Combined retirement and health payroll savings plan deductions are the wave of the future, a Fidelity retirement specialist said today.

“We need to pull that together. That is the frontier for the next two or three years and when we do we will be able to [achieve] higher levels of retirement security,” Fidelity Investments Retirement Policy Development chief Doug Fisher told an Employee Benefit Research Institute policy forum in Washington D.C.

In contrast to the often across-the-board 3 percent or 6 percent automatic deduction, the combined health and retirement number workers pick for their employee-sponsored plans would be based on the individual needs, he said.

The investment strategies would vary, as well, depending on a worker's needs for health care, long-term care and retirement.

Money put into a tax-advantaged health-care retirement account would likely be put into cash for the short-term needs of an employee with a high-deductible health plan, while longer-term investments would be the way to go for long-term care, he said.

Fisher said the money for long-term care and retirement savings couldn’t be commingled in an investment account because federal laws require the funds be placed in different “silos.”
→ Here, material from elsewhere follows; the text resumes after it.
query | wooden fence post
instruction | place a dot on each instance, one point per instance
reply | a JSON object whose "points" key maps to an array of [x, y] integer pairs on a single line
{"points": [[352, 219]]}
Speaking to the retirement crisis at the EBRI event, National Institute on Retirement Security Executive Director Diane Oakley said short-term help for low- and moderate-income workers saving for retirement is unlikely because they don’t have strong political connections and the financial services industry does.

She said the financial sector isn’t set up to provide retirement advice to the workers who need it most--employees making $20,000 a year at businesses with five or so staffers.

“We need to find a new model to help them save for retirement,” Oakley said.

Nine out of 10 boomers feel the retirement system isn’t working and the federal government isn’t paying enough attention to it, she added.